Scientists have discovered that replacing amines with phosphonium-based cations can significantly enhance the effectiveness of mRNA-loaded polymeric micelles. This novel approach has led to improved stability and mRNA delivery efficiency of micelle nanocarriers within tumor tissue in living organisms. Their findings emphasize the need to investigate alternative cations for mRNA drug delivery, potentially leading to better treatments for difficult diseases.
Among the various strategies for addressing diseases, influencing gene expression in cells stands out as one of the most effective methods. In recent decades, researchers have developed numerous strategies that utilize messenger RNA (mRNA) to prompt cells to produce specific proteins. These mRNA-based therapies have recently become more prominent, particularly as vaccines for infectious diseases like COVID-19. Beyond that, they offer significant promise for treating cancers and genetic disorders.
Since mRNA is inherently unstable and easily degraded by enzymes within the body, mRNA-based therapies depend on effective drug delivery techniques. The main concept involves encapsulating mRNA molecules in nanostructures that can safely transport them into target cells. Currently, the most commonly studied mRNA nanocarriers consist of amine-containing cationic lipids or polymers, which create small protective spheres to efficiently deliver their contents into cells. However, these existing designs often struggle with stability issues, resulting in increased costs and higher doses needed to achieve the desired effects.
In light of these challenges, a research team from Japan has investigated alternatives to amine-based materials for mRNA nanocarriers. Their recent study, published in Materials Horizons on July 10, 2024, examined the effectiveness of triphenyl phosphonium (TPP) as a substitute for amine groups used to form mRNA-loaded micelles.
“Phosphonium-based cations exhibit distinct ionic characteristics that enhance interactions with anions like mRNA, influenced by their unique charge distribution and binding strength, which differ from those of nitrogen due to the variations in electronegativity between phosphorus and nitrogen,” explained Associate Professor Yasutaka Anraku from the Tokyo Institute of Technology, who led the research. “Additionally, the three phenyl groups help facilitate hydrophobic interactions, ensuring stable mRNA complexation. Therefore, using TPP instead of amines can boost the efficiency of mRNA delivery,” he added.

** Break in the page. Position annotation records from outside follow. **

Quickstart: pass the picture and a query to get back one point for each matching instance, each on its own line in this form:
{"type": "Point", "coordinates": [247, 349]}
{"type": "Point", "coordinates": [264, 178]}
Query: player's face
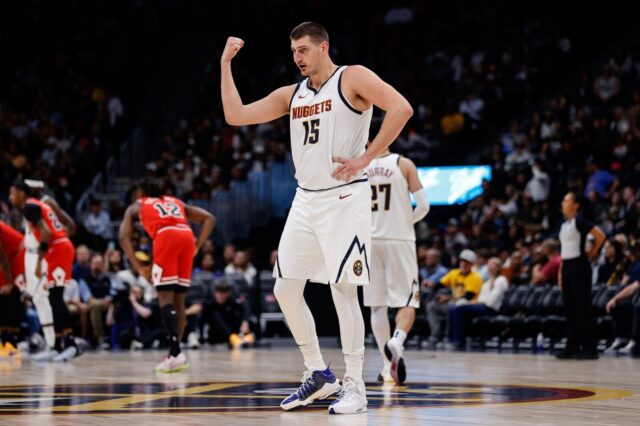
{"type": "Point", "coordinates": [308, 55]}
{"type": "Point", "coordinates": [16, 197]}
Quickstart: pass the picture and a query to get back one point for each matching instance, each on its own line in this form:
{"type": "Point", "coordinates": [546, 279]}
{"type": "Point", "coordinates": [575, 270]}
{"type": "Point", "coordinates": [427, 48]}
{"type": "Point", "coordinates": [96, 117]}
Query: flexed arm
{"type": "Point", "coordinates": [275, 105]}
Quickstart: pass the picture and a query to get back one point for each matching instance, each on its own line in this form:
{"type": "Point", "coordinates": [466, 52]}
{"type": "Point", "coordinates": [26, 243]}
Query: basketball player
{"type": "Point", "coordinates": [327, 237]}
{"type": "Point", "coordinates": [394, 264]}
{"type": "Point", "coordinates": [11, 284]}
{"type": "Point", "coordinates": [55, 258]}
{"type": "Point", "coordinates": [165, 219]}
{"type": "Point", "coordinates": [36, 286]}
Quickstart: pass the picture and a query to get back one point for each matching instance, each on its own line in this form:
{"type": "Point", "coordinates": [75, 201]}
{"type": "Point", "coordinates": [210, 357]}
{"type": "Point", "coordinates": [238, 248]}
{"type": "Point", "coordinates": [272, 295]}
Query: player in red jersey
{"type": "Point", "coordinates": [11, 284]}
{"type": "Point", "coordinates": [57, 253]}
{"type": "Point", "coordinates": [165, 219]}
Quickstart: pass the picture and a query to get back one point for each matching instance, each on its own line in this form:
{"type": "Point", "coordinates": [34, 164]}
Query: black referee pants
{"type": "Point", "coordinates": [576, 295]}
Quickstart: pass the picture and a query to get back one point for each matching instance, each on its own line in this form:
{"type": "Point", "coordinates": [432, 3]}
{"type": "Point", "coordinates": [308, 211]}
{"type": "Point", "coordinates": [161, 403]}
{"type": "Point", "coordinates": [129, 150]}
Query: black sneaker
{"type": "Point", "coordinates": [584, 355]}
{"type": "Point", "coordinates": [565, 354]}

To test their theory, the researchers created polymeric micelles made from polyethylene glycol (PEG), TPP, and mRNA. They successfully designed a highly effective method to replace the amine groups in PEG-poly(L-lysine) copolymers with TPP. The resulting polymers naturally form a core-shell structure in environments rich in anions due to their hydrophobic nature and charge distribution. Since mRNA is composed of multiple negatively charged phosphates, the positive TPP groups attract these phosphates, promoting high and stable mRNA incorporation within the micelles.

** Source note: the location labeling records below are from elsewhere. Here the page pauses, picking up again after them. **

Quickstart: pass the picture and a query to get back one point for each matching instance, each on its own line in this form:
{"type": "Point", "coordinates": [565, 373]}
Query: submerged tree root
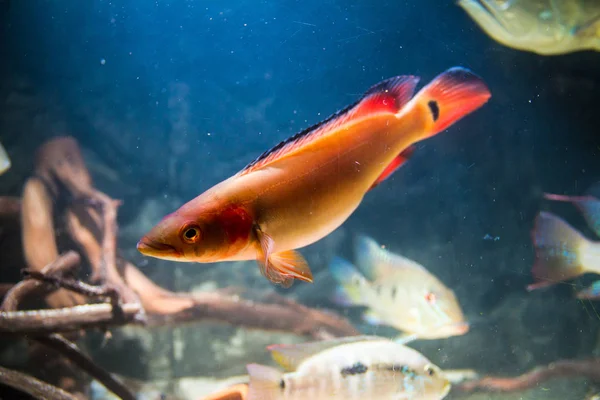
{"type": "Point", "coordinates": [116, 293]}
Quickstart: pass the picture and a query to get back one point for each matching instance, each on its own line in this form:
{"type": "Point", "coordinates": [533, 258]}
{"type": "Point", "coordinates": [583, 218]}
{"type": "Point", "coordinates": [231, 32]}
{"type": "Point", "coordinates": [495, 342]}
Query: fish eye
{"type": "Point", "coordinates": [429, 370]}
{"type": "Point", "coordinates": [191, 234]}
{"type": "Point", "coordinates": [430, 297]}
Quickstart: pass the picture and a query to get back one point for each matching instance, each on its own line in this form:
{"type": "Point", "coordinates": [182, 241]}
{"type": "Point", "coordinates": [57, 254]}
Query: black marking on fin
{"type": "Point", "coordinates": [389, 85]}
{"type": "Point", "coordinates": [356, 369]}
{"type": "Point", "coordinates": [435, 109]}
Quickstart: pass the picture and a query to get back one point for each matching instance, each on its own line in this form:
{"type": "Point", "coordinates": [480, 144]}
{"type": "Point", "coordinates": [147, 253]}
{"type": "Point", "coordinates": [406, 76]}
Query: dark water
{"type": "Point", "coordinates": [167, 98]}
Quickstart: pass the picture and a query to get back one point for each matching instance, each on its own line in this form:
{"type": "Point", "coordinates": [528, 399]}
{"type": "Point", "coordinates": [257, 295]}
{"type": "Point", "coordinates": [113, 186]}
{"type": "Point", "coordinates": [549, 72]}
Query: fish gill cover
{"type": "Point", "coordinates": [165, 99]}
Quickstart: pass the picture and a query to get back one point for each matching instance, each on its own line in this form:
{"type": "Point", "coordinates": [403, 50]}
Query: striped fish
{"type": "Point", "coordinates": [358, 367]}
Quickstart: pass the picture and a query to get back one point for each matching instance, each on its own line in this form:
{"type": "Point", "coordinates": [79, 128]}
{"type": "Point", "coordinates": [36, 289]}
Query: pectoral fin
{"type": "Point", "coordinates": [281, 267]}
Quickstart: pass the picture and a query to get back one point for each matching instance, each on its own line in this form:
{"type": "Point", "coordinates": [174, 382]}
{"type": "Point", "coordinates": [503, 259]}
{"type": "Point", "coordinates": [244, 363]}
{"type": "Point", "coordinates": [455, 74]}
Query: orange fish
{"type": "Point", "coordinates": [307, 186]}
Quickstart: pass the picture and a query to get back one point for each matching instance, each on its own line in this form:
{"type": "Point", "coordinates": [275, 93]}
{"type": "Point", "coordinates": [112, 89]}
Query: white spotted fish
{"type": "Point", "coordinates": [398, 292]}
{"type": "Point", "coordinates": [359, 367]}
{"type": "Point", "coordinates": [4, 160]}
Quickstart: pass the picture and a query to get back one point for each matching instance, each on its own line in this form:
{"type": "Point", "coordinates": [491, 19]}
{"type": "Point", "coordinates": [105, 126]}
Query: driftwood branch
{"type": "Point", "coordinates": [167, 308]}
{"type": "Point", "coordinates": [589, 369]}
{"type": "Point", "coordinates": [34, 387]}
{"type": "Point", "coordinates": [64, 320]}
{"type": "Point", "coordinates": [61, 192]}
{"type": "Point", "coordinates": [64, 263]}
{"type": "Point", "coordinates": [72, 352]}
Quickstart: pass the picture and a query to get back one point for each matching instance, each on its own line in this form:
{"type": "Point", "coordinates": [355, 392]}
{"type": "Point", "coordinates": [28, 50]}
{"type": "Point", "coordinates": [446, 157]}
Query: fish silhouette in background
{"type": "Point", "coordinates": [307, 186]}
{"type": "Point", "coordinates": [562, 252]}
{"type": "Point", "coordinates": [545, 27]}
{"type": "Point", "coordinates": [398, 292]}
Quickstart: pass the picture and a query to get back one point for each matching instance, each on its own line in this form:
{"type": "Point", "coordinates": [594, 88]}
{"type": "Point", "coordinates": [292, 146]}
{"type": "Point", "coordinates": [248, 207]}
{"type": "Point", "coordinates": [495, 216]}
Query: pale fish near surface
{"type": "Point", "coordinates": [361, 367]}
{"type": "Point", "coordinates": [398, 292]}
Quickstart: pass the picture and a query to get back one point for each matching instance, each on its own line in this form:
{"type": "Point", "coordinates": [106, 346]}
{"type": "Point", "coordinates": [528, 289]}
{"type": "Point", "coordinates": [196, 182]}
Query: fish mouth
{"type": "Point", "coordinates": [156, 249]}
{"type": "Point", "coordinates": [461, 328]}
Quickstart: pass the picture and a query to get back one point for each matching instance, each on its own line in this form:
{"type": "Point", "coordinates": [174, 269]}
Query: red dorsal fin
{"type": "Point", "coordinates": [387, 96]}
{"type": "Point", "coordinates": [399, 161]}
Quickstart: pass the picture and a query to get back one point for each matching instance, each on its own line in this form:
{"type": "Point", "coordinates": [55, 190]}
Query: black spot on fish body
{"type": "Point", "coordinates": [356, 369]}
{"type": "Point", "coordinates": [435, 109]}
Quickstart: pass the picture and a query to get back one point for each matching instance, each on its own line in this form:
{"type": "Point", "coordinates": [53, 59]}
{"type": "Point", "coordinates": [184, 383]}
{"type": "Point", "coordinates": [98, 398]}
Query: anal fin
{"type": "Point", "coordinates": [399, 161]}
{"type": "Point", "coordinates": [282, 267]}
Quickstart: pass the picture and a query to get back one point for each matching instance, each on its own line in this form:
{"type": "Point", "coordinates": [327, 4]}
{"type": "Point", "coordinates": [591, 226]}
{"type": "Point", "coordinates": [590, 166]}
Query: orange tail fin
{"type": "Point", "coordinates": [558, 250]}
{"type": "Point", "coordinates": [451, 96]}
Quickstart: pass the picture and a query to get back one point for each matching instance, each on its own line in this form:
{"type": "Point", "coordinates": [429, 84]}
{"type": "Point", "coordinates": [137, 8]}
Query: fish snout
{"type": "Point", "coordinates": [152, 248]}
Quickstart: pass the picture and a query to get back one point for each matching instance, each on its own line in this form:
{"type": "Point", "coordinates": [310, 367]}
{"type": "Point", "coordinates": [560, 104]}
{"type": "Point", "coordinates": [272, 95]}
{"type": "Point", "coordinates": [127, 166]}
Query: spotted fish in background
{"type": "Point", "coordinates": [307, 186]}
{"type": "Point", "coordinates": [561, 252]}
{"type": "Point", "coordinates": [4, 160]}
{"type": "Point", "coordinates": [359, 367]}
{"type": "Point", "coordinates": [398, 292]}
{"type": "Point", "coordinates": [588, 205]}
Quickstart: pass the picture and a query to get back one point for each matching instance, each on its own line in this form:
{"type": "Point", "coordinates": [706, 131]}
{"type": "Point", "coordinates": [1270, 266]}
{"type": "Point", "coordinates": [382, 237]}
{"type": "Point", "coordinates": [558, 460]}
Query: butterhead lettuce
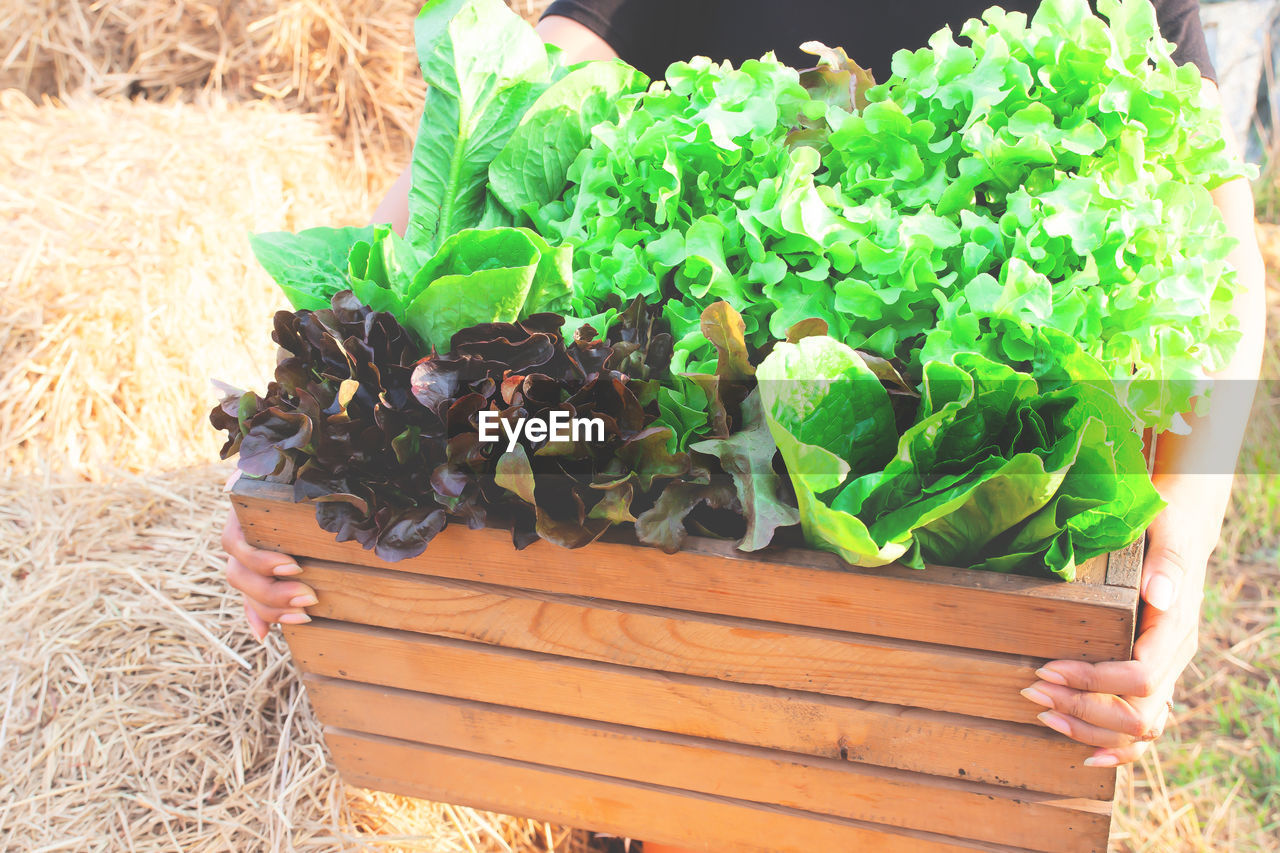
{"type": "Point", "coordinates": [995, 473]}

The research team thoroughly evaluated their strategy through extensive analysis, including thermodynamic, physicochemical, and computational methods. They also assessed the ability of the proposed system to deliver mRNA to tumor cells in vivo using a mouse model. “Following intravenous injection, TPP-containing micelles exhibited a remarkable increase in mRNA bioavailability, leading to efficient protein production in solid tumors,” noted Anraku. Remarkably, the experiments demonstrated that the levels of intact mRNA in the bloodstream were significantly higher after 30 minutes when using the TPP-based micelles compared to amine-based ones. Additionally, protein expression in tumor tissues was more than tenfold greater with the TPP micelles.

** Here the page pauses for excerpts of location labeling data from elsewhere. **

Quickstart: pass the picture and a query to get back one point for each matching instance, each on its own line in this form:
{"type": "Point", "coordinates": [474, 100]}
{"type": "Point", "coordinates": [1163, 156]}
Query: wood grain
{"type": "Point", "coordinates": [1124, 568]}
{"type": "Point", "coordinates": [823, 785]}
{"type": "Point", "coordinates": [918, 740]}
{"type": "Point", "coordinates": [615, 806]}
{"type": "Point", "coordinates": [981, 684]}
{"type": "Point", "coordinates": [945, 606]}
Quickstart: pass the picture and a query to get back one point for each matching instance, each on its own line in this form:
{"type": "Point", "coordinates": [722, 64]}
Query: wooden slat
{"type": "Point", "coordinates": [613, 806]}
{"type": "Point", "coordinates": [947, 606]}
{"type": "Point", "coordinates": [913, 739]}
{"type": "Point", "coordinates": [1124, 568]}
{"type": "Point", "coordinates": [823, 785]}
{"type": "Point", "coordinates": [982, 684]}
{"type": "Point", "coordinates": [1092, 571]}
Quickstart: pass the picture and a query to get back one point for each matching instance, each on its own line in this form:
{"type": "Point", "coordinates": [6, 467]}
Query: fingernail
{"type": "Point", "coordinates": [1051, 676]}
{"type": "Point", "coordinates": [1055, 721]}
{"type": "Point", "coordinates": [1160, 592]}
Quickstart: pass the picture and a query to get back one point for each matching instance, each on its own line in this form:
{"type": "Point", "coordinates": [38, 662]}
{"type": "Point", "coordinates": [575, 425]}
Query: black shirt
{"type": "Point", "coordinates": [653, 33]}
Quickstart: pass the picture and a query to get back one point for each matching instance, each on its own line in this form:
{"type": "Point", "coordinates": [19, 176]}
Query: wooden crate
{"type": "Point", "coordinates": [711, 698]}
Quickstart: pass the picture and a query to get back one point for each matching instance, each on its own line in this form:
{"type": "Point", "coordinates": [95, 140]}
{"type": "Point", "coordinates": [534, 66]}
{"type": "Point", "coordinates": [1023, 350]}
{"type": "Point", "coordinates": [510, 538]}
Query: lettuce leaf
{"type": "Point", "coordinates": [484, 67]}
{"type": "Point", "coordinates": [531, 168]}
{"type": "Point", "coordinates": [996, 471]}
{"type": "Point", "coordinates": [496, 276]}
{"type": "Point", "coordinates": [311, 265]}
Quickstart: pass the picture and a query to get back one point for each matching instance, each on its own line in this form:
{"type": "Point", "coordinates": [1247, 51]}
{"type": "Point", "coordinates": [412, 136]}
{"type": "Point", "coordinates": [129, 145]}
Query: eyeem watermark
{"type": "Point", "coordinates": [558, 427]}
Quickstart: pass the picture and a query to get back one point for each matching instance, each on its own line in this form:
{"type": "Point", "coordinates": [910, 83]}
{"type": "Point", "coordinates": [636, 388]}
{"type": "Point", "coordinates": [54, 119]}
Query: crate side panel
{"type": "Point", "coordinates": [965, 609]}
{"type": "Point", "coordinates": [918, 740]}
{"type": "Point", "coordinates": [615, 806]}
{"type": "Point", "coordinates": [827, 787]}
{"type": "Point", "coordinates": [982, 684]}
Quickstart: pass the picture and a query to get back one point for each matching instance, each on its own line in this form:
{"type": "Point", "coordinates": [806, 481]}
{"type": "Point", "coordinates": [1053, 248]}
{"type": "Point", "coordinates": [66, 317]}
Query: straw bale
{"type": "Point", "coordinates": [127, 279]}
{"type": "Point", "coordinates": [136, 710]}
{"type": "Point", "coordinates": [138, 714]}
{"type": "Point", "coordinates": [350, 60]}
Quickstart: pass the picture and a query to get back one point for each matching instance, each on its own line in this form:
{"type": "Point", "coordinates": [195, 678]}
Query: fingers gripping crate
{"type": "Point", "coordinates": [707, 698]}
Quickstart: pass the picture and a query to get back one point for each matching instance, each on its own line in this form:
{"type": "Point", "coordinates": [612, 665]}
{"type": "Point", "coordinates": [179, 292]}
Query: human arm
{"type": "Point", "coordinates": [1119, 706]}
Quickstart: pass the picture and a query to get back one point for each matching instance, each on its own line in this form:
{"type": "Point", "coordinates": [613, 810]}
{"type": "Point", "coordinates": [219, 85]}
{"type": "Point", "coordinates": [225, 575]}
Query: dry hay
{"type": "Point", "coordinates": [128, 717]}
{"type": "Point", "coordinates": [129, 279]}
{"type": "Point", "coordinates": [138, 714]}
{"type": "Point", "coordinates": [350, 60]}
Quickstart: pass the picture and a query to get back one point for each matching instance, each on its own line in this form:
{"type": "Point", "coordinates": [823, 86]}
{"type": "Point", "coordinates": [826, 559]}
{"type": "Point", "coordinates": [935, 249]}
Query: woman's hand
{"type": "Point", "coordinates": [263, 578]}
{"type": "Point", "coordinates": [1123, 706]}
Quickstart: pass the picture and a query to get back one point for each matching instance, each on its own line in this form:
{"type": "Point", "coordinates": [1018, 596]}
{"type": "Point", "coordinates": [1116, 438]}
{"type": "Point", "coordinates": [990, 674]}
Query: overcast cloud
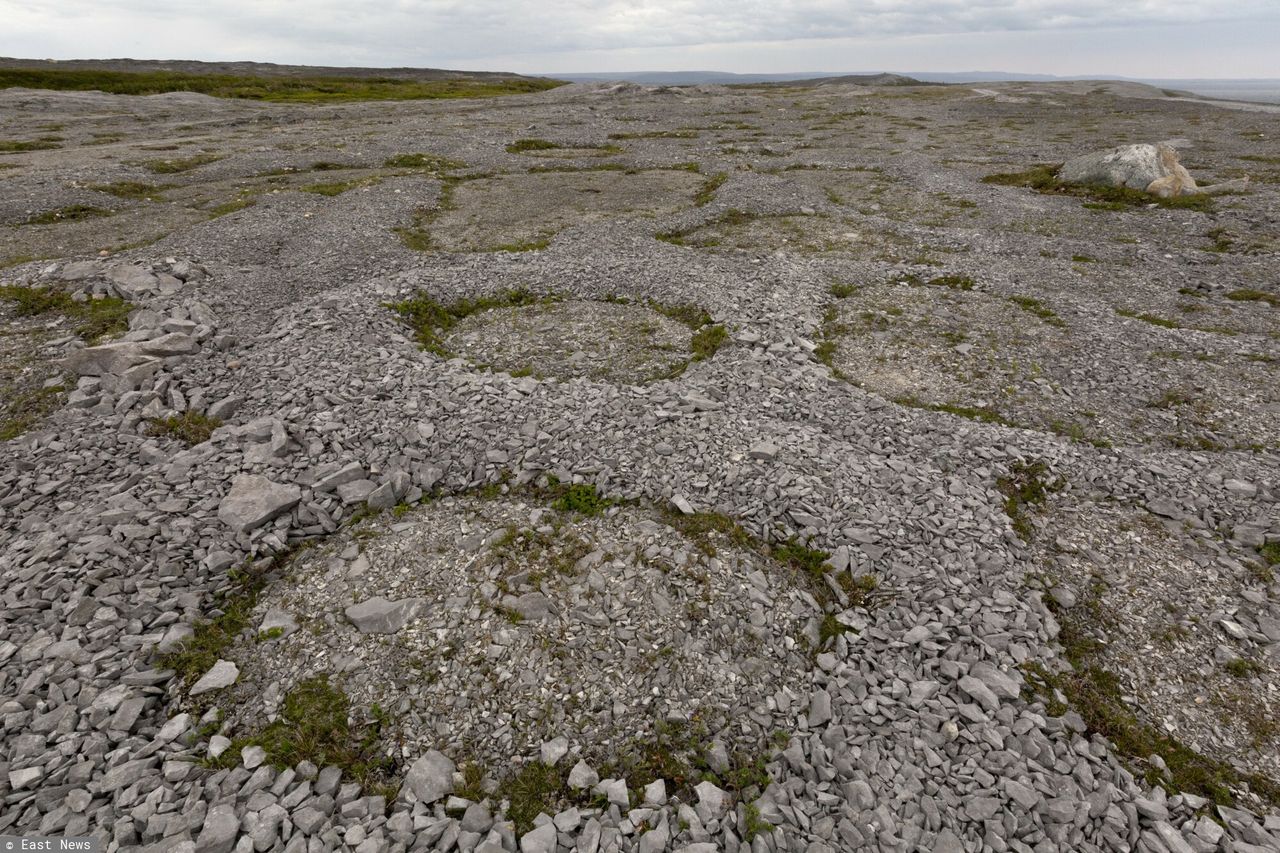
{"type": "Point", "coordinates": [1136, 37]}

In conclusion, this groundbreaking approach shows promise for mRNA therapeutics and targeted drug delivery. “As polymeric micelles can be directed to specific tissues by attaching ligands, TPP-bearing polymeric micelles could become a powerful system for mRNA delivery across various tissues,” stated Anraku. With continued development, this technology may lead to effective treatments for some of humanity’s most pressing health challenges.